Using Survival Analysis to Model Time to Default

Contributed by: Lore Dirick, Bart Baesens, Gerda Claeskens

This article first appeared in Data Science Briefings, the DataMiningApps newsletter. Subscribe now for free if you want to be the first to receive our feature articles, or follow us @DataMiningApps. Do you also wish to contribute to Data Science Briefings? Shoot us an e-mail over at briefings@dataminingapps.com and let’s get in touch!


With the recent financial crisis hitting the US and Europe, credit risk modeling has become more important than ever. The introduction of compliance guidelines such as the Basel and Solvency accords has had a huge impact on the strategies of financial institutions. Mainly triggered by the Basel II accord statement that allows large banks to assess risk based on their own models in order to determine the minimum amount of capital they need to hold as a buffer against unexpected losses, extensive research in the credit risk domain was encouraged. The bank’s objective here is to build a model that can assess a borrower’s risk as accurately as possible. This is where survival analysis can play an important role.

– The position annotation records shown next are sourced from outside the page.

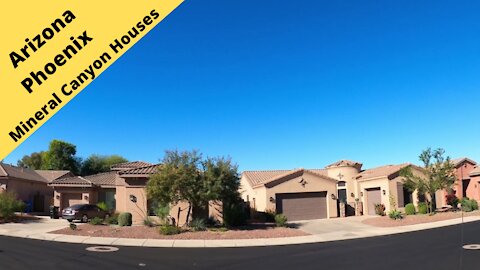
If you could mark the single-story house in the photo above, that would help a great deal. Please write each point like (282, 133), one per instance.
(29, 185)
(303, 194)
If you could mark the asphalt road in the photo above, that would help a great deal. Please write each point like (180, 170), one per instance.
(433, 249)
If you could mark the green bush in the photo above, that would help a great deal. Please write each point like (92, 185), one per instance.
(281, 220)
(422, 208)
(234, 214)
(125, 219)
(9, 205)
(270, 215)
(410, 209)
(380, 209)
(73, 226)
(149, 222)
(96, 221)
(103, 206)
(469, 205)
(395, 214)
(197, 225)
(112, 220)
(169, 230)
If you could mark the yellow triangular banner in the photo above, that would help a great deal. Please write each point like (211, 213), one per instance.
(51, 50)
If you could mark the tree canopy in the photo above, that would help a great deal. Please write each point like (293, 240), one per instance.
(438, 174)
(186, 176)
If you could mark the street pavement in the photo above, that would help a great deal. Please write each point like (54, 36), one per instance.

With the probability of default (PD) as a key credit risk parameter, credit risk models typically aim at distinguishing “good” customers from “bad” customers. This is historically done through classification techniques such as decision trees, neural networks and logistic regression. A disadvantage of these techniques, however, is that they do not take the timing of default into account. When using survival analysis, we are able to predict when customers are likely to default. Not only can this lead to more accurate credit risk calculations, there are some other advantages that will be discussed in what follows.

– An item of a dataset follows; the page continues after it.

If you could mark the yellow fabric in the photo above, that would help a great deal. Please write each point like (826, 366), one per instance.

Firstly, survival analysis can deal with censoring. In the credit risk context, censoring occurs when a specific loan is under repayment at the moment of data gathering. At that stage, it is clear that default has not occurred. However, as the loan has not reached the end term yet, we cannot draw final conclusions on whether in the end this particular loan will be a defaulted one or not – or in classification terms, whether we are dealing with a “good” or a “bad” customer. When using traditional classification techniques, it is not possible to include the information regarding this customer (functioning as a data point) as an input in the model. Focusing on the time aspect of default, censoring can be dealt with when using survival analysis techniques, and the valuable information “customer X with characteristics Y has at least been repaying for Z months” can be taken into account. The advantage of not being forced to leave out these censored cases is straightforward: as more information can be included when building a model, one is able to make more accurate predictions when using survival analysis models as opposed to standard classification techniques.

A natural consequence of using survival analysis, and at the same time a second advantage, is the fact that this method does not produce one PD estimate, but a range of PD estimates, depending on time, per customer. A PDXYZ can then be interpreted as “what is the probability that customer X with characteristics Y will have defaulted by month  Z”. Incorporating the risk of default using these time-dependent PD, it is child’s play to make accurate predictions on the expected revenue for a specific loan.

Classically, PD models include application information of loan applicants as fixed predictor variables. This application information may include home ownership information, age, marital status,… A pitfall of including these as fixed variables is that most of these variables can change over time:  creditors can buy or sell a house, get married or divorced,… while a loan is under repayment. These specific events will most likely change the probability of default. A third advantage of survival analysis is that these method allows us to include these so-called time-dependent covariates. Other covariates that are typically of this nature can be the current account balance (which changes each month!) and covariates that are not related to a specific customer but to the state of the economy. These so-called “macro-economic factors”, such as unemployment level, interest rate and house price index play a very important role in credit risk modeling.

As a final advantage we refer to the possibility to model several event types in one model. As survival analysis models the time to a specific event, not only default can be taken into consideration, but also the early repayment of a loan. Through more complex mixtures of survival models, one can compute the probabilities of default and early repayment for a specific customer all in one model.

Despite the many advantages, banks are still hesitant towards the use of survival analysis. While there are still some challenges, such as dealing with the generally high amount of censoring due to low default rates and more difficult interpretation of these models with respect to standard classification techniques, the potential of survival analysis in the credit risk area is enormous. It will only a matter of time before survival analysis will conquer the financial world!